Starting southwest, the three Bane disappear into the Wood; and soon they are cutting masterfully through the darkened vastness, at a faster pace than even they have ever achieved …
Interlude:
A Forest Idyll†
[But] what are we to make of the legend’s more apparently fantastic aspects? I do not speak, here, of the several references to sorcery and the like, which are addressed in the text itself, and may be dispensed with by noting, as at least two characters will do later in the tale, that the greatest “sorcery” has always been science, while the darkest “magic” has just as consistently been madness. Rather, I allude to such only marginally less outlandish notions as civilized or even partially civilized men scheming to use wasting diseases as weapons of war, as well as to the fact that so relatively advanced a society as Broken’s was capable of mutilating and exiling a not inconsiderable number of its own members, out of no loftier motives than to purge the national stock of its physically and mentally defective elements (including, among many others, agents of knowledge and especially scientific progress, which they equated with sedition), as well as to ensure that particular air of divine secrecy, which, almost universally, results in unchecked power and excesses on the parts of some or all agencies of government.
And what, by contrast, of the assertion that animals other than men are graced by the Deity with consciousness, and therefore souls, and so must logically be accorded the same respect that we, who flatter ourselves as having been made in the Almighty’s image, demand be paid us alone?
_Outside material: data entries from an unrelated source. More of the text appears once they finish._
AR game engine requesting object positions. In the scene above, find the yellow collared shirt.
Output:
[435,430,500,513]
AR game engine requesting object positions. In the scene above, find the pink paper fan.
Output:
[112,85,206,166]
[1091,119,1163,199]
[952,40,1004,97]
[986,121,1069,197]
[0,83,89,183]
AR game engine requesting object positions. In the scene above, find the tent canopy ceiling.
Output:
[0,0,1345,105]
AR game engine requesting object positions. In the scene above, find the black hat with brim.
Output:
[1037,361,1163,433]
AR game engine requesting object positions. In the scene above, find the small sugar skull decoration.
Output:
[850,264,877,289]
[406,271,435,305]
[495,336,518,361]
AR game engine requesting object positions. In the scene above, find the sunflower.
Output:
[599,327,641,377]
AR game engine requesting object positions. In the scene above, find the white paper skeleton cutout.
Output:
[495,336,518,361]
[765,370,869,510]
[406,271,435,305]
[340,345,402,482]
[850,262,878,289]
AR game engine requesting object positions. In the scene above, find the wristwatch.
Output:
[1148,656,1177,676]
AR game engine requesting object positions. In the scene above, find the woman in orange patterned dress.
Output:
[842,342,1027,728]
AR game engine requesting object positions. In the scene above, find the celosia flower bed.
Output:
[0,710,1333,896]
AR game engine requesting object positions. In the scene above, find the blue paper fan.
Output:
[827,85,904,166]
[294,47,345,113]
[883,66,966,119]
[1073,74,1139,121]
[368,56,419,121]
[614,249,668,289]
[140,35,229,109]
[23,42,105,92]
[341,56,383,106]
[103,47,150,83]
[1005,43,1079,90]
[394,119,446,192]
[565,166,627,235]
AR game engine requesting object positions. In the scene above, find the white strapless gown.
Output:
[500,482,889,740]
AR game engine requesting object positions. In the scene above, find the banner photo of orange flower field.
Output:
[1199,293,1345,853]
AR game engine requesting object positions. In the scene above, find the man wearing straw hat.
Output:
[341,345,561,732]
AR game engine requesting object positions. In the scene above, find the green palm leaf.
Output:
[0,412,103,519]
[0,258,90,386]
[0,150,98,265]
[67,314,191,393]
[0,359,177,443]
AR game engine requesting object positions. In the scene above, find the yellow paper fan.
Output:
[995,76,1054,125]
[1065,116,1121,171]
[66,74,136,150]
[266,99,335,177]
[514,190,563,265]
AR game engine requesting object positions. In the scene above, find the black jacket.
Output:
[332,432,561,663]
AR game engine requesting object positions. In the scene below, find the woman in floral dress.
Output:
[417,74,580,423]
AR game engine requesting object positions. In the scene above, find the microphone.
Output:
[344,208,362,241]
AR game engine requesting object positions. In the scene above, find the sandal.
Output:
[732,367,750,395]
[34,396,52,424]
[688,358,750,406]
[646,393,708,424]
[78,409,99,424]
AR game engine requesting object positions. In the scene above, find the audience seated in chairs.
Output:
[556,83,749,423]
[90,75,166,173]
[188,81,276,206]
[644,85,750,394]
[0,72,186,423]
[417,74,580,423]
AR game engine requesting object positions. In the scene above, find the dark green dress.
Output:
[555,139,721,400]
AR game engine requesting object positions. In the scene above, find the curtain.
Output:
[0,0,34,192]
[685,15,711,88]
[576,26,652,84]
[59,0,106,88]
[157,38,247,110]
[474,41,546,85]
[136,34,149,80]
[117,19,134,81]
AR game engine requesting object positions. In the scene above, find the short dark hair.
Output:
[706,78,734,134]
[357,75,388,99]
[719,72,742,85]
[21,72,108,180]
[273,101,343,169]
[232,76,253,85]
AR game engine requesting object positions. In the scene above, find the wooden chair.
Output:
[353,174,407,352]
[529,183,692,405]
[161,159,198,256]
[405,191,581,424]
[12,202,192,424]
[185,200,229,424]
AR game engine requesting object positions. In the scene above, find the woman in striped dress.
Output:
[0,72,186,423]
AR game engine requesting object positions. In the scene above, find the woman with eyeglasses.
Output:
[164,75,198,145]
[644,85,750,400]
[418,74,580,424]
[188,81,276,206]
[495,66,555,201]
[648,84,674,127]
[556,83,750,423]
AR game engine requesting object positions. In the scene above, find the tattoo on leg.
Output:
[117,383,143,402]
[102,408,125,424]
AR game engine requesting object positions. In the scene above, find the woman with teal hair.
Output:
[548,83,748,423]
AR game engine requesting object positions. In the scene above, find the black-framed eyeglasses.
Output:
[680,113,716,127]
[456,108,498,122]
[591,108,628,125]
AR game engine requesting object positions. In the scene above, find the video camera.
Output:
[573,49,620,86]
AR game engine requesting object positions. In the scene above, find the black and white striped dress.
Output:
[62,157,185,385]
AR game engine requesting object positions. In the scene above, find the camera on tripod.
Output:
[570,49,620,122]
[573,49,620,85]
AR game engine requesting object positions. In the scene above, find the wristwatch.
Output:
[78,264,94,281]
Doubtless, such beliefs will appeal to those increasing numbers of young poets and artists in our own time, who claim to seek the dubious enlightenment of the unrefined, untamèd world of Nature, while allowing themselves to flirt dangerously with ideas akin to those that are driving the forces of revolutionary destruction;† yet can we, who detect the dangers of those same rebellious forces in precisely the manner that you have detailed so completely in your “Reflections,” look beyond such youthful superficiality, and ourselves find deeper meaning in such tales as this “idyll”?